Too Little, Too Late
However, this didn’t happen until March of 1997, at which stage the PlayStation had been on the market for nearly two years, and had been building a strong fan base. The day before the launch of the Nintendo 64, Sony made the unprecedented and entirely unexpected move of lowering the price of the PlayStation to £129 – £120 cheaper than the N64, which launched at £250, with prices for games ranging as high as £90. Nintendo are forced to reduce the price of the N64 to £200 just three months after launch, something many gamers took exception to.
As elsewhere, the shortage of N64 titles continued to cost the machine badly. After the initial barrage of Mario, Wave Race and Mario Kart, titles dried up almost completely between May and November, with only Blast Corps making any kind of dent in the charts. The huge demand for GoldenEye saved the console’s bacon, creating stock shortages over the Christmas period and ensuring the N64 stayed in the public eye.

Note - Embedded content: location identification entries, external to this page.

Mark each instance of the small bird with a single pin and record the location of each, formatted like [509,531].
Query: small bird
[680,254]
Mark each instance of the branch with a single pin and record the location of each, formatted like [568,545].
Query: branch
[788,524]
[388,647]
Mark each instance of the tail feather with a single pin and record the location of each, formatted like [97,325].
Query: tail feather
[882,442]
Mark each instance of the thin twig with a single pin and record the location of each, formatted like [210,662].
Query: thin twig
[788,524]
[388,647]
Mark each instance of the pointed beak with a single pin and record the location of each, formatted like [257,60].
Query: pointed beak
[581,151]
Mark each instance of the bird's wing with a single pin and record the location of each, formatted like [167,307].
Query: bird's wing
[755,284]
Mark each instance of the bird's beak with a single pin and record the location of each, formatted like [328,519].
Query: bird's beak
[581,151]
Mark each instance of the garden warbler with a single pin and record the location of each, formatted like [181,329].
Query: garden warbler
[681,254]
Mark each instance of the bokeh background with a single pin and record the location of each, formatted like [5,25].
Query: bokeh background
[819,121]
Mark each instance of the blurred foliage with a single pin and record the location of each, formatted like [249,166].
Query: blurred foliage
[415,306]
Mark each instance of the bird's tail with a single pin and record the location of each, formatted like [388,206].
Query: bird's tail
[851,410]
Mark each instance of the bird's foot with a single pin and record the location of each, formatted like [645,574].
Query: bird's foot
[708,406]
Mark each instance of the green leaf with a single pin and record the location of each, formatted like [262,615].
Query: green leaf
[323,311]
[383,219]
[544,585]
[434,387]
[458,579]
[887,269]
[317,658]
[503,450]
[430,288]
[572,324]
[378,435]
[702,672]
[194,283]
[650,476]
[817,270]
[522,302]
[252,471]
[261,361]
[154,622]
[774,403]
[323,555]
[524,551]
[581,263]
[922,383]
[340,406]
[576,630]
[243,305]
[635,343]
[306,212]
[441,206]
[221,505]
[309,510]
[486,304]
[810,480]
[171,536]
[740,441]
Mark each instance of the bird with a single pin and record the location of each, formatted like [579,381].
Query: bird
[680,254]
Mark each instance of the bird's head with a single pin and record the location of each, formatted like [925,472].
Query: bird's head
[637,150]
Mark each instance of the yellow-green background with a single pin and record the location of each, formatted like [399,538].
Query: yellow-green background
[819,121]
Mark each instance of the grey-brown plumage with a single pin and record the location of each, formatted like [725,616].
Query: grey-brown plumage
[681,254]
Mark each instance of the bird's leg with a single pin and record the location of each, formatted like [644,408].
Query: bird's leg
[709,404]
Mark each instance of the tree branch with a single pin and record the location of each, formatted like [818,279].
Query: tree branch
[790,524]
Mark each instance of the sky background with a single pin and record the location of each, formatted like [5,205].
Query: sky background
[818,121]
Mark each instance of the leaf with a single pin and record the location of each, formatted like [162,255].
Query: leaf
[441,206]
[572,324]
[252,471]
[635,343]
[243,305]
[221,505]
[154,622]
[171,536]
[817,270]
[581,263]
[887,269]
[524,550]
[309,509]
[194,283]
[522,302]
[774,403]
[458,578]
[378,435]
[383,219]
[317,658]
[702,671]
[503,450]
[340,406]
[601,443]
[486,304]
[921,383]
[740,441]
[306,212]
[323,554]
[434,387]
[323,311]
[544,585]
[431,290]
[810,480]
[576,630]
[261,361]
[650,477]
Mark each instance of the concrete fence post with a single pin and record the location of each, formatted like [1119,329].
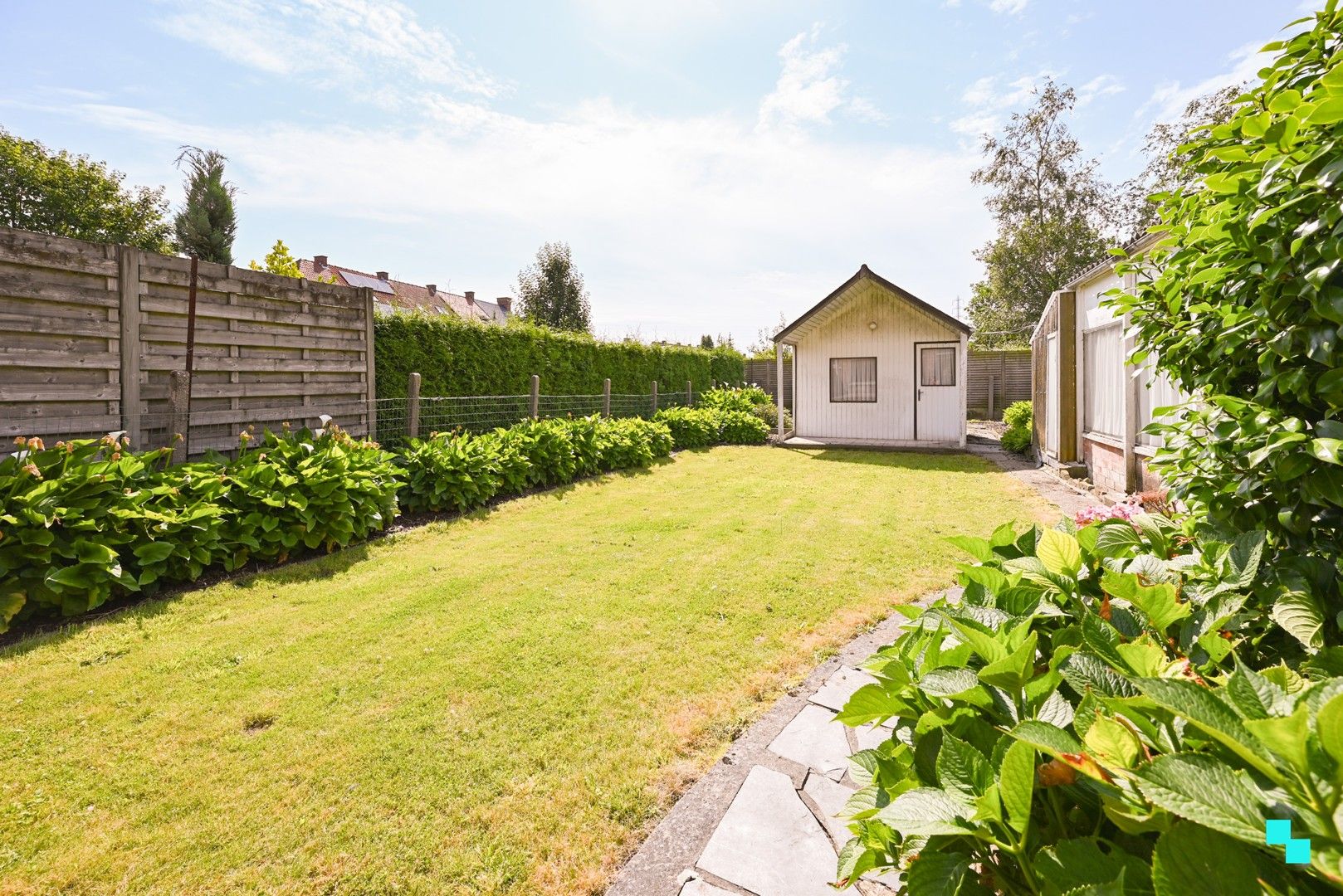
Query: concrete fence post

Nonetheless, Sony’s marketing campaign began to eat away at any impact the N64 had made into the videogame they effectively owned. Sponsoring the Champions’ League, Europe’s premier club football competition, made the PlayStation brand famous, and a series of award-winning TV adverts attracted the more mature fan. Contrast this with THE Games, who merely imported American Nintendo ads – still with grating (to us) American voiceovers – and gamers knew who cared more about the European scene.
It’s important to remember that in Europe, Nintendo has no Peter Main, and no Nintendo Power. Whereas in America, where Nintendo fought the good fight and narrowly lost, in Europe they have been comprehensively beaten. Only ‘big event’ games like Zelda: Ocarina of Time and Perfect Dark have been making the Number One spot in the charts, and recent releases such as Mario Tennis (it’s recent over here, right?) have been all but ignored by all but the increasingly small numbers of Nintendo die-hards.